Conclusion and disposition 25. The Court of Appeal has settled the principles for stay of execution in the case cited by Justice Ongudi in MFI Document Solutions Ltd v Paretto Printing Works Limited (2021)eKLR of Butt -vs Rent Restriction Tribunal ( 1982) KLR 417 where the Court of Appeal gave guidance on how a court should exercise discretion in an application for stay of execution and held that:-“1. the power of the court to grant or refusal an application for a stay of execution is a discretion of power. The discretion should be exercised in such a way as not to prevent an appeal.2. The general principle is granting or reusing a stay is : If there is no other overwhelming hindrance , a stay must be granted so that an appeal may not be rendered nugatory should that appeal court reverse the judge ‘s discretion. (sic)( trial court judgement).3. A judge should not refuse a stay if there is a good grounds for granting it merely because in his opinion a better remedy may be available to the applicant at the end of the proceedings.4. The court in exercising its powers under order XLI rule 4 (2) (b) of the civil procedure Rules can order security upon application by either party or on its own motion. Failure to put security of costs as ordered with cause the order for stay of execution to lapse”.
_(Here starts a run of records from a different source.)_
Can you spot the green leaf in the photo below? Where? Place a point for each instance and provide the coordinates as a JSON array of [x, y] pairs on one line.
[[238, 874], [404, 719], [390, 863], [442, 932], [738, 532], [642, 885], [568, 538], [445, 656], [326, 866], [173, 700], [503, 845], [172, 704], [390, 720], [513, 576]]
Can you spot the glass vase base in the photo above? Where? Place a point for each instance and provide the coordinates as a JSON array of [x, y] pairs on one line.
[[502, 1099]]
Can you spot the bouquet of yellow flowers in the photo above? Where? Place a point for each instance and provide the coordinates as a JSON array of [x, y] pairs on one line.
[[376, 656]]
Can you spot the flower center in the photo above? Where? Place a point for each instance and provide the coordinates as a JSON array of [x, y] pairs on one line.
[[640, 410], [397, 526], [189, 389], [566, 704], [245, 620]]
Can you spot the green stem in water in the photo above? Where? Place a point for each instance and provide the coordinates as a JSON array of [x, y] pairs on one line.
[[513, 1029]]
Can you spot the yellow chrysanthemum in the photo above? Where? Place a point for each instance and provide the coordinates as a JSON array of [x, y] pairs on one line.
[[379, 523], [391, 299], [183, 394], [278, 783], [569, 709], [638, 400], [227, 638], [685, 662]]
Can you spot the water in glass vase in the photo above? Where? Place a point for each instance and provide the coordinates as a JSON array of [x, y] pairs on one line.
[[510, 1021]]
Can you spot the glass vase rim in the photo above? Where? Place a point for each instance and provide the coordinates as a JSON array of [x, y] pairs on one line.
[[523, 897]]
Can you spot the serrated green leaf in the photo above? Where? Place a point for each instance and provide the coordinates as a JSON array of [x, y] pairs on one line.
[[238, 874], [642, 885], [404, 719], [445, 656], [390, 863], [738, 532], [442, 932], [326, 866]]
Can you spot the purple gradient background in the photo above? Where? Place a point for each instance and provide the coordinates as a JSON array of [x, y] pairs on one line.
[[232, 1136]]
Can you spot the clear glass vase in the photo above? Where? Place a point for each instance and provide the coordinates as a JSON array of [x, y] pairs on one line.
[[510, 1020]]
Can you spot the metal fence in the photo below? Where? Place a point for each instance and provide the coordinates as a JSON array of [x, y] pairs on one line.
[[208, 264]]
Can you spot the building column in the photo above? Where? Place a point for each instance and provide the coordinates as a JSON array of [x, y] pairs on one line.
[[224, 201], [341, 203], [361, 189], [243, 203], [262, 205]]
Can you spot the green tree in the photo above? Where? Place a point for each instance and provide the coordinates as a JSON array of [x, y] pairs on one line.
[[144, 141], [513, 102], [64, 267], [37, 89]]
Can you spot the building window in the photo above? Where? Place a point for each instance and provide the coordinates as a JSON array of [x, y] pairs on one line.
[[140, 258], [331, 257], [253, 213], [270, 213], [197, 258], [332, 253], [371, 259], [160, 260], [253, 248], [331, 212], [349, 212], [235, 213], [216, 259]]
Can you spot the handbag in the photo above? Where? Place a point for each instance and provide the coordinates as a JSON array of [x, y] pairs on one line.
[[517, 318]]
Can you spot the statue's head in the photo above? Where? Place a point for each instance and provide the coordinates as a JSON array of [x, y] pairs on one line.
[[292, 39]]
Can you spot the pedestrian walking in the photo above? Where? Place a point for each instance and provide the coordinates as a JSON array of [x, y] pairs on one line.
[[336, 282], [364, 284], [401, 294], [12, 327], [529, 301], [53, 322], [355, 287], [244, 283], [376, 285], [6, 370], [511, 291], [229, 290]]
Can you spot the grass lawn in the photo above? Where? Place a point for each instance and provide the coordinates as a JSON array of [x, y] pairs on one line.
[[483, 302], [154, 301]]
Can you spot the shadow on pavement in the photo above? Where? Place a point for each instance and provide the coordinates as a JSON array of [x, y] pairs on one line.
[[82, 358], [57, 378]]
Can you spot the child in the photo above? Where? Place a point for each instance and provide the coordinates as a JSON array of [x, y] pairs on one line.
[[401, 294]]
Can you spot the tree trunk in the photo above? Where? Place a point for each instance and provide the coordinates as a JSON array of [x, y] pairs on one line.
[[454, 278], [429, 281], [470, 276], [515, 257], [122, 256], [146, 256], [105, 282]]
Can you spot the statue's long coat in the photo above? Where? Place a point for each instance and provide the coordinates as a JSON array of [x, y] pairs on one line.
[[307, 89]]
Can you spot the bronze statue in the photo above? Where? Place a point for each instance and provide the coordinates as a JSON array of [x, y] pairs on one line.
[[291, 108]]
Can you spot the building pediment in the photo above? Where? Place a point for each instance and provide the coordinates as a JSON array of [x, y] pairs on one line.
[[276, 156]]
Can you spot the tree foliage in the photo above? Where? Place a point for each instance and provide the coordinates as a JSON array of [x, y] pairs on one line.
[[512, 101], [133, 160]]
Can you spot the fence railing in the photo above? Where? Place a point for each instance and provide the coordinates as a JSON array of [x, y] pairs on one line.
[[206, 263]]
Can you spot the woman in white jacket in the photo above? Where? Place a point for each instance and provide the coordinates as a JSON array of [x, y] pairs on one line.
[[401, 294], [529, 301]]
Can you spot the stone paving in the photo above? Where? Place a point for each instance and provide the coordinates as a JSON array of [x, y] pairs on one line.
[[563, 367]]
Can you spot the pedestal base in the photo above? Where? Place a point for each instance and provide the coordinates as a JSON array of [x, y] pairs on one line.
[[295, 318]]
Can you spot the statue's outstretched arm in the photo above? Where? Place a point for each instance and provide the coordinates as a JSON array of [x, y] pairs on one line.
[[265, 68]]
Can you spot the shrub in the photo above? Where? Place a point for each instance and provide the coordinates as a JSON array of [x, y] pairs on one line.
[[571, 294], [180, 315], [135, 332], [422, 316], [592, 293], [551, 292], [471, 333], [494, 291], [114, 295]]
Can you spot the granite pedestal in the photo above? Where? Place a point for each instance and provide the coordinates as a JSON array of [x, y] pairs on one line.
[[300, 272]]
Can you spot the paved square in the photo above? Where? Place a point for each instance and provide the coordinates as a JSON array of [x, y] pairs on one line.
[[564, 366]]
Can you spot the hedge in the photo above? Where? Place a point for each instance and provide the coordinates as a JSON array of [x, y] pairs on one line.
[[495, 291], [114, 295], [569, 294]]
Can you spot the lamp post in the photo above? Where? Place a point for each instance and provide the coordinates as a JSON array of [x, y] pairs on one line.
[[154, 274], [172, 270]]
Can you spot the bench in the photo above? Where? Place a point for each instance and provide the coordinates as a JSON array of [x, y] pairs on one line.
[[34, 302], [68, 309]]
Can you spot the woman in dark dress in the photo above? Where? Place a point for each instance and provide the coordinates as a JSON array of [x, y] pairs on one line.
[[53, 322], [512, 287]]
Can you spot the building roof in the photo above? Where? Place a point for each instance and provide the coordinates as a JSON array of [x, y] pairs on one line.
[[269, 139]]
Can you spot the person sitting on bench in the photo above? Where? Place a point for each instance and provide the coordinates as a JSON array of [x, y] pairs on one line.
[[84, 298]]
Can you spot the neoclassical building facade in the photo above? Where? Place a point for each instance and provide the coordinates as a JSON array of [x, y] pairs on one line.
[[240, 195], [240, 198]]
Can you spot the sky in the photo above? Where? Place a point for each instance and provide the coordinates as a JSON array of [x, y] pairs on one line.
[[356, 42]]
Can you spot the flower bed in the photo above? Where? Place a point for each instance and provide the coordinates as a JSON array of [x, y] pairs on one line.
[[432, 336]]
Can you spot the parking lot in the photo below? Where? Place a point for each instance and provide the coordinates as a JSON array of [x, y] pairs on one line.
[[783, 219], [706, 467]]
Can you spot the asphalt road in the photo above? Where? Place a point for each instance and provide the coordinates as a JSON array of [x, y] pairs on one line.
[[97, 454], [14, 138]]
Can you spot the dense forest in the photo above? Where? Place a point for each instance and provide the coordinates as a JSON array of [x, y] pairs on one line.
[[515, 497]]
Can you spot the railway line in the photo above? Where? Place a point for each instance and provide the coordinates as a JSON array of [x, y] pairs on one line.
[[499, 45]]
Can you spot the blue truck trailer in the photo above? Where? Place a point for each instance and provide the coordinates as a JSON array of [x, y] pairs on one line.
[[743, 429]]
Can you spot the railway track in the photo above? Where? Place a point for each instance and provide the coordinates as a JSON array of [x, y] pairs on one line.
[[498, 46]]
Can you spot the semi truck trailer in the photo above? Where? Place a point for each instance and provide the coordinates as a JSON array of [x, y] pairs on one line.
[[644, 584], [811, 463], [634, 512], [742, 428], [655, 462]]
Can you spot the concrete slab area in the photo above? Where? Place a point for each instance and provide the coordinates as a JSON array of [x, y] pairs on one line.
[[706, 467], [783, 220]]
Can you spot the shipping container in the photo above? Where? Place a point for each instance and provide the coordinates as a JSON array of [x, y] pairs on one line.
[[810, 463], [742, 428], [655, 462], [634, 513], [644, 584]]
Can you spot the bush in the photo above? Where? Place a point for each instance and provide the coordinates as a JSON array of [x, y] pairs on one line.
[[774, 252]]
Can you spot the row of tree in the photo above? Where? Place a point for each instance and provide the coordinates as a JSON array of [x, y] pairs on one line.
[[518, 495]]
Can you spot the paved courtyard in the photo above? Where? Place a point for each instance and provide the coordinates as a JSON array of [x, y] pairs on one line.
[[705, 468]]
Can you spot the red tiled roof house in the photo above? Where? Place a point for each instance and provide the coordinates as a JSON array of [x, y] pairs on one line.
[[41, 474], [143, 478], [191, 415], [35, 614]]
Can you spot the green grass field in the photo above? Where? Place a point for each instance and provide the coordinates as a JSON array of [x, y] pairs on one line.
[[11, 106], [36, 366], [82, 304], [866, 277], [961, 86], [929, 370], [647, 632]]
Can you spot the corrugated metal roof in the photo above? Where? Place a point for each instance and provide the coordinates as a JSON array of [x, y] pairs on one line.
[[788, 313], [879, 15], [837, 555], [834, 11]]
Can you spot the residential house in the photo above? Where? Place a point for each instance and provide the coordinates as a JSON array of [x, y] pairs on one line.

26. The Decree/Judgement sought to be challenged in the instant application is a monetary decree. The Applicant has proved on balance of probabilities that they are likely to suffer substantial loss if the stay is not granted and that the decretal money of KES. 221147/- was deposited in court on the 29th December 2022 in compliance with the interim order of stay. The court is satisfied that the applicant has proved sufficient cause for the court to grant stay of execution of the decree of the court. The discretion of the court in applications for stay pending appeal should be exercised in such a way as not to prevent an appeal. The court upholds the principle of granting or refusing a stay as enunciated by Court of Appeal in Butt -vs Rent Restriction Tribunal ( 1982) KLR 417 to wit : ‘If there is no other overwhelming hindrance , a stay must be granted so that an appeal may not be rendered nugatory should that appeal court reverse the judge’s judgment.’’
27. In final disposition of the Application by way of Notice of Motion dated December 16, 2022, I hereby grant an order of stay of execution of the Judgment and/or Decree of the court dated November 24, 2022 in Bungoma ELRC Claim No.29 Of 2021 Sharon Mideya V Kaimosi Tea Estates Limited pending the filing, hearing and determination of the intended appeal to the Court of Appeal.
28. Costs of the application to the Respondent/Claimant.
29. It is so ordered.
WRITTEN, SIGNED AND DELIVERED IN OPEN COURT AT BUNGOMA THIS 16TH FEBRUARY 2023. J. W. KELI,JUDGE.In the presence of:-Court Assistant – Brenda WesongaApplicant:- Wachira (Ms)Respondent:- Kirwa (Mr.)Court Order: Notice to issue.